Après avoir trouvé les entreprises qui vous intéressent, faites un tour sur leur site web pour découvrir et connaître l’entreprise. C’est toujours un plus de montrer au recruteur que son entreprise vous intéresse particulièrement et pourquoi. N’hésitez pas à prendre des notes pour le jour J. Il serait utile de voir également quel profil les entreprises recherchent afin d’analyser la compatibilité de votre cursus avec leurs besoins.

Rédigez vos CV en fonction des postes qui pourraient vous intéresser

Rédigez et imprimez vos CV avant le jour J. Il vous faudra au moins autant de CV que de postes convoités. Rédigez également des lettres de motivation pour les offres que vous avez pu voir sur le site de recrutement des entreprises.

Préparez des entretiens en fonction des postes souhaités

Simulez des entretiens seuls ou avec des proches pour vous mettre dans le bain. Ceci vous permettra de travailler vos points faibles en entretien. Il faudra maitriser l’art de se présenter brièvement.

Habillez vous correctement pour le salon

Une bonne tenue, de préférence en adéquation avec le poste recherché, doit être privilégiée pour se rendre à l’événement.

Bonne chance dans votre recherche !

Anya

11Nov/14

L’art de se présenter brièvement ou l’« elevator pitch »

Savoir se présenter avec pertinence en une poignée de secondes n’est pas chose aisée. Aujourd’hui, il est essentiel de savoir parler de soi en quelques mots expressifs, que ce soit de façon orale ou écrite.

D’habitude, on a du mal à trouver les mots pour se décrire. Faut-il jouer la carte de la modestie ou se couvrir de lauriers au risque de paraître d’emblée prétentieux ? Il est impossible d’avoir une seconde occasion de faire une première bonne impression. Or, cette première belle image de vous est vitale pour une relation naissante. Il faut donc savoir se mettre en avant en mettant l’accent sur ce qui vous lie à votre interlocuteur.

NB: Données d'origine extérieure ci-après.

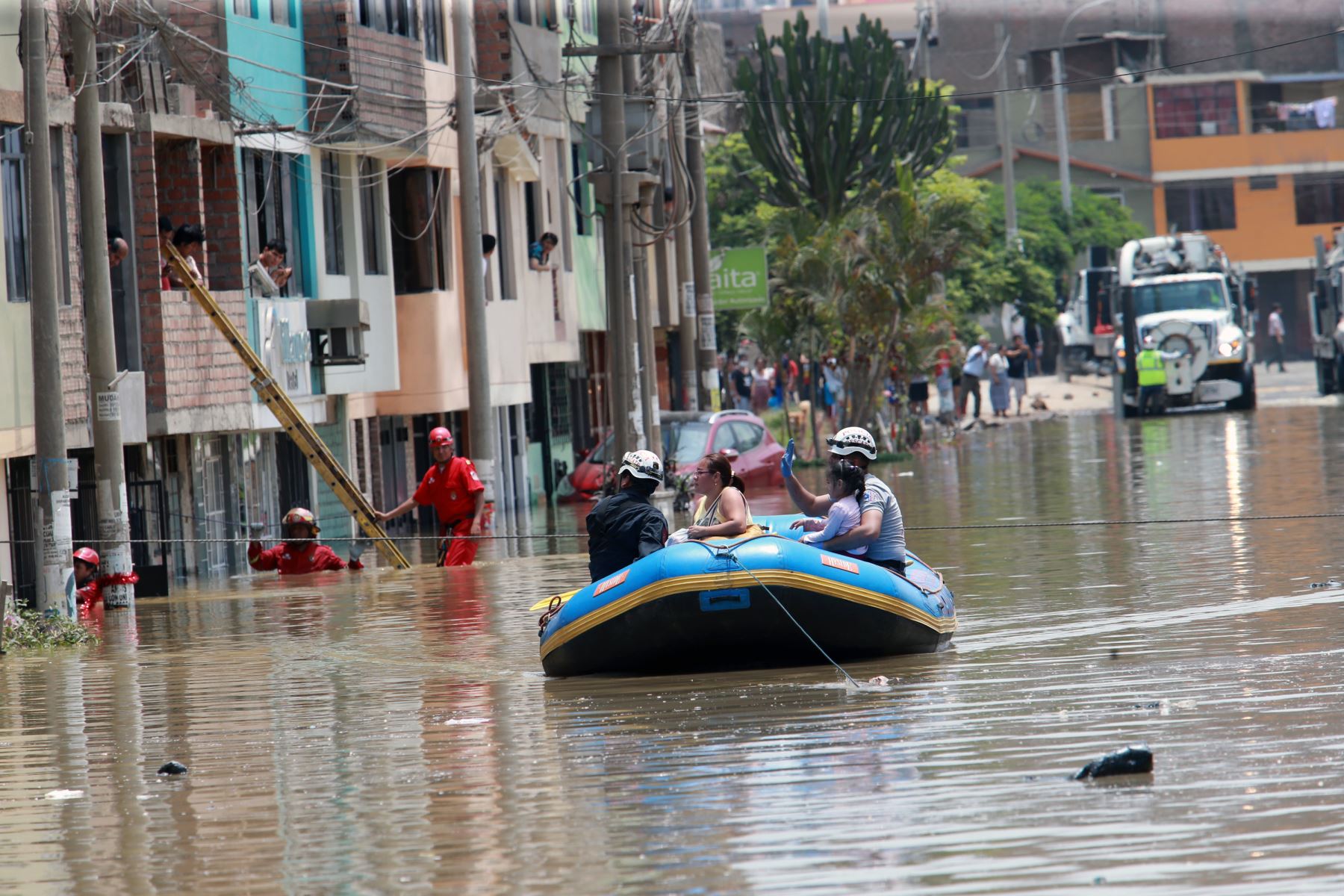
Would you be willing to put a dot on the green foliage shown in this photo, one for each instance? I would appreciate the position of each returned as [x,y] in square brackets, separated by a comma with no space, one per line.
[833,120]
[28,629]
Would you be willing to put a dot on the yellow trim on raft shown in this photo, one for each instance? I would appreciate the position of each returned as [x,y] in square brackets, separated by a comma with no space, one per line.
[738,578]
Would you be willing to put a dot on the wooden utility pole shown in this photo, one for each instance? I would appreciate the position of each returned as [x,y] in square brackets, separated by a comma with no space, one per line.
[480,415]
[54,551]
[104,401]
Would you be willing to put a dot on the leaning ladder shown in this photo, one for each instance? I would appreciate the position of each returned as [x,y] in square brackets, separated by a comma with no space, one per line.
[305,437]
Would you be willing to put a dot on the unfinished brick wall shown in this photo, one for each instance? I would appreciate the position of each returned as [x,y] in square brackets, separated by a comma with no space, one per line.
[376,63]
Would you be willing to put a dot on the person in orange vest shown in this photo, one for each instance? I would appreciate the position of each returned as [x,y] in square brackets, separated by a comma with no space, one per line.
[300,554]
[89,585]
[458,499]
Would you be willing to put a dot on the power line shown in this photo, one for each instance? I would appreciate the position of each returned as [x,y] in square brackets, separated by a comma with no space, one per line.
[737,99]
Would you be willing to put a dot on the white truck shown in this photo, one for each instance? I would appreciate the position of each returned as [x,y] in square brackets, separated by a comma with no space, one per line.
[1187,296]
[1327,304]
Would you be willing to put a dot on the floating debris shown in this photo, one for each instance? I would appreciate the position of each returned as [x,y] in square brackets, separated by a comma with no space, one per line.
[1130,761]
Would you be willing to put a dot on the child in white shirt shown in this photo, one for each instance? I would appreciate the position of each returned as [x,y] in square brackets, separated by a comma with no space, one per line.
[844,482]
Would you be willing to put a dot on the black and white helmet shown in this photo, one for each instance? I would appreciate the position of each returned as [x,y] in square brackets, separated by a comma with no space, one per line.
[853,440]
[643,465]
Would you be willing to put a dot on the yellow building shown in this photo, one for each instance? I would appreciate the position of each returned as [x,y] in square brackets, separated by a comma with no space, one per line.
[1257,163]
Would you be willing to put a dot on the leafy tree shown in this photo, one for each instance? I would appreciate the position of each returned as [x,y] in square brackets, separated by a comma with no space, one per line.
[828,120]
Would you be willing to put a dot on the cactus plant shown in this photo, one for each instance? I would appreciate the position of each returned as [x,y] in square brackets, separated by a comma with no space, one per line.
[828,120]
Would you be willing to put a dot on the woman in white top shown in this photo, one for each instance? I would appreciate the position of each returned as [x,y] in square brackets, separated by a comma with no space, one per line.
[846,484]
[722,512]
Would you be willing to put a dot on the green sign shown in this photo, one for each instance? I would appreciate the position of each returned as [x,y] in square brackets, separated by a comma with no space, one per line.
[738,279]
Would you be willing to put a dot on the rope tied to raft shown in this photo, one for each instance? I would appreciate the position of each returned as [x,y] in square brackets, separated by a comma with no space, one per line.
[792,618]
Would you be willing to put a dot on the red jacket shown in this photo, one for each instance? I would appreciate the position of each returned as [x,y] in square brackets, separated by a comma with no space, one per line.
[92,593]
[315,558]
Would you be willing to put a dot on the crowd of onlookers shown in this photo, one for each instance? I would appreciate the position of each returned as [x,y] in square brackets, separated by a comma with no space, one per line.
[961,378]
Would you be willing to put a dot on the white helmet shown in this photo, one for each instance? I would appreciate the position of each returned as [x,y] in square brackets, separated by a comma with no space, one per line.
[643,465]
[853,440]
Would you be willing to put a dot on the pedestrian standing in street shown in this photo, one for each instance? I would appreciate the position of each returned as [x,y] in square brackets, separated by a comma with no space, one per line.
[1018,359]
[625,527]
[835,379]
[457,494]
[942,379]
[918,395]
[972,373]
[1276,337]
[762,385]
[998,367]
[741,379]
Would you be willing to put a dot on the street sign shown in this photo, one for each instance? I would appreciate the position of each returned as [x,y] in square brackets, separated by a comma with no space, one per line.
[738,279]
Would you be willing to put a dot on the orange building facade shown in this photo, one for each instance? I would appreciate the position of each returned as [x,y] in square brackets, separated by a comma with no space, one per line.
[1256,161]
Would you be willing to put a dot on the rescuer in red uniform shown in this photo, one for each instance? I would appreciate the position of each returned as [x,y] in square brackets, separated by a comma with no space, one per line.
[458,499]
[300,553]
[89,585]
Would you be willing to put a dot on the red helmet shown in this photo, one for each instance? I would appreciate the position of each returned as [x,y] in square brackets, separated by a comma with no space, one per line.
[302,514]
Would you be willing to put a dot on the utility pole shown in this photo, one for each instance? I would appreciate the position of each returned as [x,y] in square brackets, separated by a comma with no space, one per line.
[620,336]
[709,349]
[480,413]
[1006,140]
[644,334]
[1062,131]
[104,401]
[685,285]
[54,553]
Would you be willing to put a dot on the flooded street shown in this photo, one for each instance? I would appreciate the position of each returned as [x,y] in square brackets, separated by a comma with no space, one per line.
[393,731]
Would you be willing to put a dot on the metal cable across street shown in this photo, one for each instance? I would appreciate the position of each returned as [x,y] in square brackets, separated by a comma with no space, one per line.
[1265,517]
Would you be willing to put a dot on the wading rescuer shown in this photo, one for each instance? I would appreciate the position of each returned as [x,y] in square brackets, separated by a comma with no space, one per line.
[458,499]
[89,585]
[1151,366]
[300,553]
[880,527]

Deux personnes se saluent lors d'un premier entretien. L'une, de face cherche à donner une bonne impression: salutations d'entrée, poignée de main ferme, sourire agréable, ...
Entretien professionnel. Objectif: laisser une bonne impression

En pratique, il faut donc rester objectif et chercher à marquer les esprits avec finesse. Plus facile à dire qu’à faire, certes. Mais l’idéal est de se préparer d’avance en rédigeant une approche à adapter aux différentes circonstances.

Même sur les réseaux sociaux, il faut avoir l’art de se présenter brièvement. Sur Twitter par exemple, l’exercice est plus ardu dans la mesure où on a droit uniquement à 160 caractères pour éditer sa « bio ». L’idéal dans ces cas est de faire ressortir ses centres d’intérêt pour aiguiller vos futurs abonnés.

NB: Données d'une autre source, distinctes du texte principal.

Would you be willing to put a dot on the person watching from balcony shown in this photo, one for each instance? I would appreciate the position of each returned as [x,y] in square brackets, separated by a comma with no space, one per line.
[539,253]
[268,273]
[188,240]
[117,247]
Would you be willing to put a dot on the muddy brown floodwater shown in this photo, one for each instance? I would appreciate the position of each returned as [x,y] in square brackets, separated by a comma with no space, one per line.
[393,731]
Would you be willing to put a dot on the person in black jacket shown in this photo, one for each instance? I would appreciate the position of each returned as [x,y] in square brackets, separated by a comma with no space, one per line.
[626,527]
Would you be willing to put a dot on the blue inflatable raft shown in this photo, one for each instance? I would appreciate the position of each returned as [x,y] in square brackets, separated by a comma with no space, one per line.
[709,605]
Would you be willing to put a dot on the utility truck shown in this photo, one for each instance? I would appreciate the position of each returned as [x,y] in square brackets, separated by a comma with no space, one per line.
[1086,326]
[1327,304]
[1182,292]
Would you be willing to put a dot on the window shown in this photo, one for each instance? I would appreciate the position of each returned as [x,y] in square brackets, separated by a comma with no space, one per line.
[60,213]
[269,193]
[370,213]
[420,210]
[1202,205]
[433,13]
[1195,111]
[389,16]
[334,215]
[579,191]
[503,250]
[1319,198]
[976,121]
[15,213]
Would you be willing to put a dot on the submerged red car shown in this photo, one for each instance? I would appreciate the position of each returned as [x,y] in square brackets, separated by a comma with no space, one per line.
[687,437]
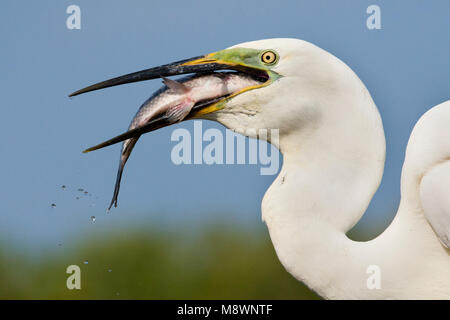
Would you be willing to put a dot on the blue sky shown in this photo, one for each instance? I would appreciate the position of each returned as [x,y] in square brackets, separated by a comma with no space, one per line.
[405,66]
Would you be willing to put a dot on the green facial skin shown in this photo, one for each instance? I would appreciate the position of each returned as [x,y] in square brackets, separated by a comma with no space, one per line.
[248,58]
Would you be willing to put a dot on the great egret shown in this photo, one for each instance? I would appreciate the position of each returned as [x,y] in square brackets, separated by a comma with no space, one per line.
[332,140]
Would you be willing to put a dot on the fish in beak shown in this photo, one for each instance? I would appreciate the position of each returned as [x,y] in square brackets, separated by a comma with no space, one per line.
[205,92]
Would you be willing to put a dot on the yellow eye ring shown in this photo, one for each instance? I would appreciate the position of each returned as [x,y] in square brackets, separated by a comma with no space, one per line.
[269,57]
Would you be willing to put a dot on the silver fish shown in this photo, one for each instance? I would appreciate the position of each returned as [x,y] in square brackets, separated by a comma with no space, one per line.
[175,100]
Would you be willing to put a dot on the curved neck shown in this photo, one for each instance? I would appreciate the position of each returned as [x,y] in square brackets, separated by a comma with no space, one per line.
[328,178]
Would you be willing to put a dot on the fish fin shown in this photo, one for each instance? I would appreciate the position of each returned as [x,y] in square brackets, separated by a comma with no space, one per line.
[179,111]
[175,85]
[123,160]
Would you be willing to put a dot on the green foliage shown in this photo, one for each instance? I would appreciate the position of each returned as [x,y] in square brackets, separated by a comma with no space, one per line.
[220,262]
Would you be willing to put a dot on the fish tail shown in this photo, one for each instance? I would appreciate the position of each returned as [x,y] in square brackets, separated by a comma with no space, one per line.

Certains penchent pour la petite citation. Mais sachez prendre une citation qui vous caractérise vraiment et qui n’est pas courante. En effet, ils pullulent, les comptes où comme bio, on retrouve « on ne voit bien qu’avec le cœur, l’essentiel est invisible pour les yeux » d’Antoine de Saint-Exupéry. Il est possible de formuler votre propre citation qui est de vous-même et qui reflète votre vision du monde. Une approche drôle et originale est une belle manière d’accrocher l’intérêt de vos abonnés.

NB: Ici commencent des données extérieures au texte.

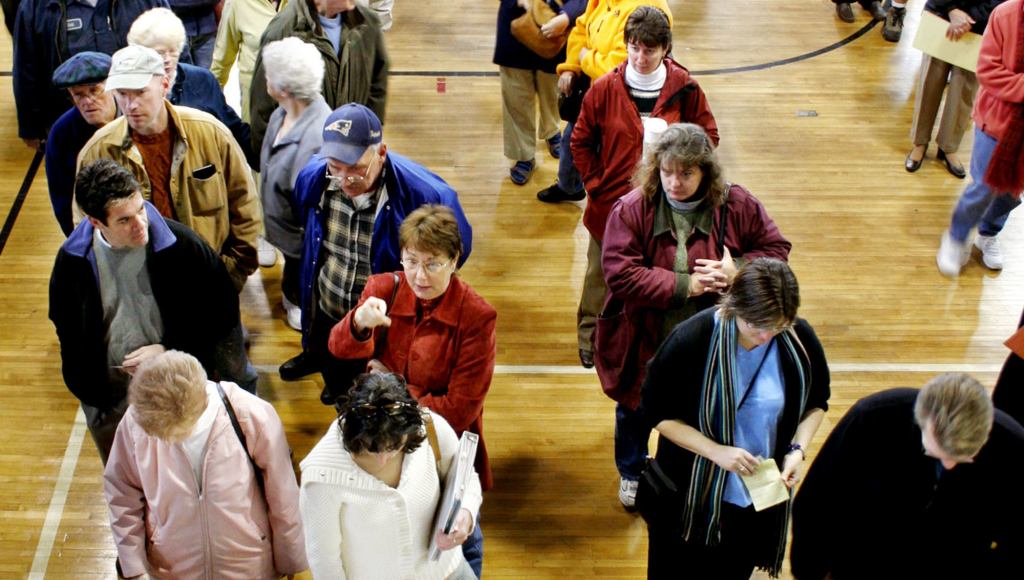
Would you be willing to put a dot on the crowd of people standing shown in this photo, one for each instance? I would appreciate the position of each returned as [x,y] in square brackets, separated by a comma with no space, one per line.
[688,308]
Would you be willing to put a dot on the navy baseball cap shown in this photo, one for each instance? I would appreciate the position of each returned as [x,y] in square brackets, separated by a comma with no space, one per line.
[348,131]
[83,69]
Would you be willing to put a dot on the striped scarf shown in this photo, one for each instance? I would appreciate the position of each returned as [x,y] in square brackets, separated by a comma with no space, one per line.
[717,420]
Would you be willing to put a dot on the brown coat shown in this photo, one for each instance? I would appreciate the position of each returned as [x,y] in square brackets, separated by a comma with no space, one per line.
[223,209]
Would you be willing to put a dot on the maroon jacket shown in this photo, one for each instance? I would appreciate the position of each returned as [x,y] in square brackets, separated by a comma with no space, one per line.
[639,251]
[448,358]
[607,140]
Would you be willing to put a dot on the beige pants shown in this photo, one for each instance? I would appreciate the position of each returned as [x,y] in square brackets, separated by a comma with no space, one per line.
[592,298]
[955,114]
[519,110]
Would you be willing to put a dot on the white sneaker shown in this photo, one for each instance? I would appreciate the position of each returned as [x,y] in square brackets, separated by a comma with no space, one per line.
[628,493]
[991,251]
[265,253]
[294,314]
[952,255]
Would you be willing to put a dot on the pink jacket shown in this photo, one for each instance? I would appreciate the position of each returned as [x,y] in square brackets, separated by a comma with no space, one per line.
[1000,87]
[165,527]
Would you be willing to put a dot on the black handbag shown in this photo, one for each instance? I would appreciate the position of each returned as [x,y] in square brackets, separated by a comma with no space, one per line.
[569,105]
[658,500]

Dans un tout autre registre, les formations destinées aux demandeurs d’emploi insistent désormais sur le fait qu’en dehors de savoir rédiger un curriculum vitae, il faille être capable de se faire remarquer en quelques mots bien choisis par un recruteur.

11 conseils pour un Elevator Pitch auprès d’un recruteur ou d’un futur collaborateur :

  • Accrochez d’entrée votre interlocuteur.
  • Pour une bonne première impression, pensez à être souriant, présentable et énergique.
  • Ayez une poignée de main ferme.
  • N’oubliez pas de saluer avant toute introduction.
  • Regardez votre interlocuteur.
  • Donnez votre identité.
  • Exposez brièvement votre cursus et vos domaines d’expertise ou votre savoir-faire.
  • Identifiez les points communs à votre parcours et à l’entreprise.
  • Concluez de façon à retenir l’attention : il faut qu’on se souvienne de vous.
  • Demandez un rendez-vous et laissez votre contact.
  • Remerciez et confirmez votre intérêt.